Paper prices up again from Feb

All three of the big paper merchants will increase prices next year in the face of rising costs and an Australian dollar at its lowest value in four years.

The paper suppliers say prices have been stable for a while now, since the last rise in March, while the currency has fallen from about US90c in that month to 82c now, and has forced up the price of everything.

Spicers is first off the mark with its 6-9 per cent jump in effect since this Monday December 15.

The Paperlinx subsidiary wrote to its customers saying print is in a ‘difficult business environment’ undergoing technical change and structural decline.

“Spicers has been able to offset the threats to the sustainability of our models caused by the fundamental decline in our markets,” it says.

“Unfortunately cost pressures continue unabated, and recently have been exacerbated by marked depreciation of the Australian Dollar against many of the major currencies in which we trade with our international suppliers.”

However, managing director Andy Preece says if the Australian dollar were to ‘materially change’, the price would have to be reviewed and could go down again.

KW Doggett and BJ Ball are both holding off until February saying they are under intense price pressure and can only afford to keep absorbing the decreasing margins until then.

Doggett managing director Simon Doggett says prices will rise by up to eight per cent on February 2, with the most popular commercial grades being hit with the full hike because its supply out of Asia is the ‘most price sensitive’ to currency changes.

He says ‘only a couple per cent’ of the 10.5 per cent March price hike was actually realised because the dollar moved from 90c to 95c soon after.
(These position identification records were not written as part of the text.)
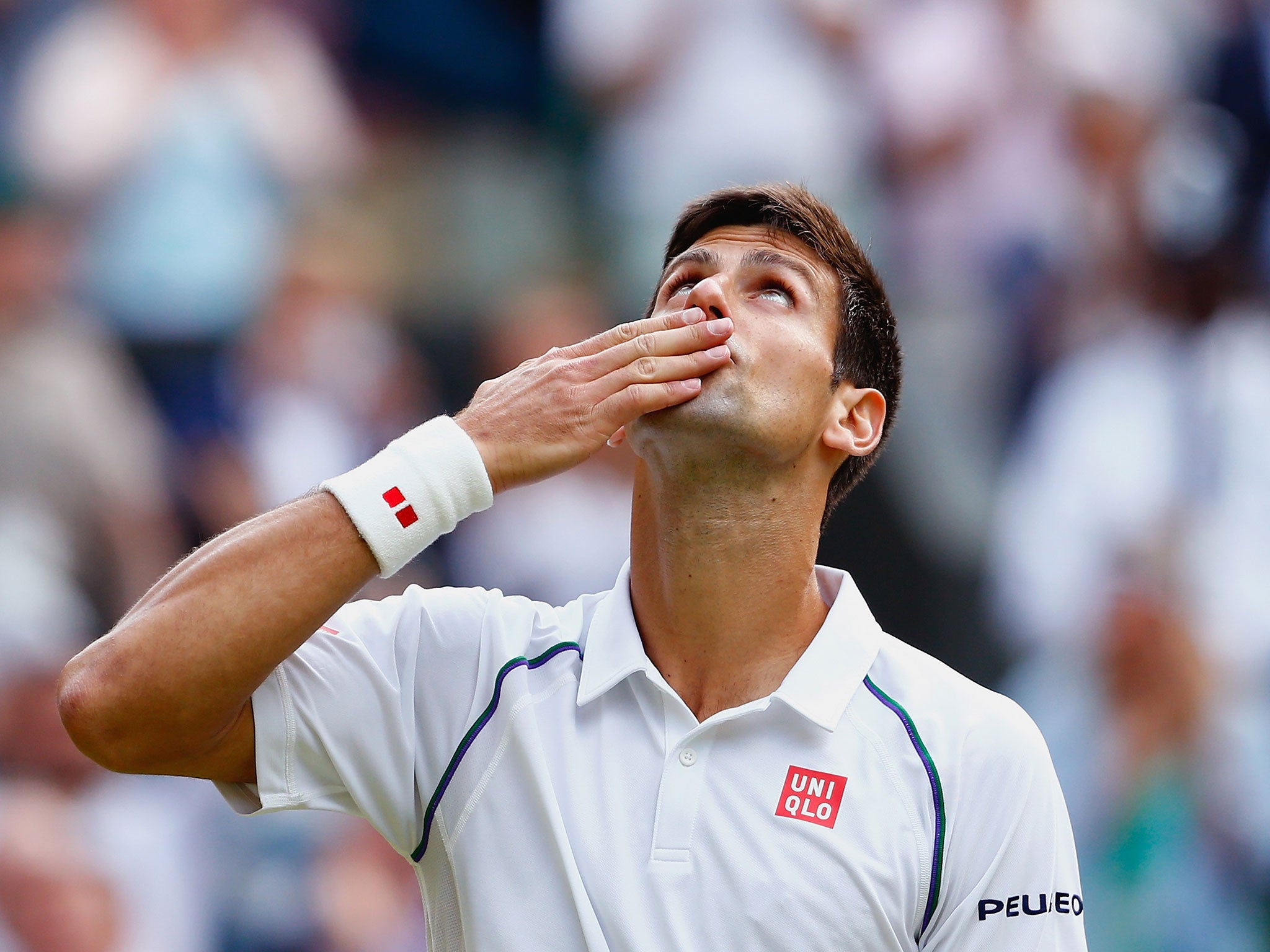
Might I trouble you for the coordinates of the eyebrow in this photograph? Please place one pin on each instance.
(755, 258)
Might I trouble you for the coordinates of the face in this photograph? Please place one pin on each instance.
(775, 399)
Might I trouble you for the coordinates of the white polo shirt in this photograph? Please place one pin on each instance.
(554, 792)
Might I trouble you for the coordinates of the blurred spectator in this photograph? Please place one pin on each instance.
(1240, 86)
(326, 379)
(571, 534)
(89, 861)
(184, 128)
(81, 447)
(981, 207)
(694, 94)
(479, 56)
(1130, 564)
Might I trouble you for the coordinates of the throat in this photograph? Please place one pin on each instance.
(726, 597)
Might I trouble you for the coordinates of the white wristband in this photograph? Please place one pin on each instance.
(415, 489)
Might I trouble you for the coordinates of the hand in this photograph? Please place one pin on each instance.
(551, 413)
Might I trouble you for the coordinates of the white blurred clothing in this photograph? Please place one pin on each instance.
(551, 540)
(1153, 443)
(102, 86)
(187, 162)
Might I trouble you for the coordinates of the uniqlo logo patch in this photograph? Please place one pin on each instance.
(812, 796)
(406, 514)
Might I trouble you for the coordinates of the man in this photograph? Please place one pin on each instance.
(724, 752)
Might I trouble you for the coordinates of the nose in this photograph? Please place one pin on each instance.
(711, 296)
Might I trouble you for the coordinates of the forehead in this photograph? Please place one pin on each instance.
(732, 242)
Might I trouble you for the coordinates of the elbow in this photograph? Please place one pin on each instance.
(91, 716)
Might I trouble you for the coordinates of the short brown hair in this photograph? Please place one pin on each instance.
(866, 352)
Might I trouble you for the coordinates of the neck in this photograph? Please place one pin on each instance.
(723, 580)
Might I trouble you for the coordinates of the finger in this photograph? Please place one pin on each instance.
(662, 343)
(633, 329)
(660, 369)
(641, 399)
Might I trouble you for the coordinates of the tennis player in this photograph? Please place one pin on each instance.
(724, 752)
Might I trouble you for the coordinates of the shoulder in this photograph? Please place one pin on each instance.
(964, 725)
(465, 617)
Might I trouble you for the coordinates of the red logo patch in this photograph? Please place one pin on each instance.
(406, 514)
(812, 796)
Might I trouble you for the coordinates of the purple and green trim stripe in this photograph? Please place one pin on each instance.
(933, 897)
(478, 725)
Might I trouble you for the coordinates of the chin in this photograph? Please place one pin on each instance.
(714, 416)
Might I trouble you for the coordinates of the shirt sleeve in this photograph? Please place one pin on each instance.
(1010, 881)
(368, 710)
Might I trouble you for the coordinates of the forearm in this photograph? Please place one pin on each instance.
(175, 674)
“We are all kept honest by the market,” he says.

Doggett says the dollar has fallen 23c from its high of $1.05 early last year, so the price rises across the industry only represent a fraction of the actual hits to margins.

“It is never easy for the industry to absorb cost rises, but all imports are being hit by the currency, not just paper,” he says.

BJ Ball says it has yet to fix a date and will not decide how much prices will change until January.

The last round of price hikes in March saw BJ Ball customers paying eight per cent more across the board, KW Doggett up to 10.5 per cent, and Spicers 8-10 per cent.

The Australian dollar has seen sharp declines recently, falling from parity last May to its lowest levels since June 2010 this month, with further falls predicted as demand for commodities weakens and China’s economic growth slows.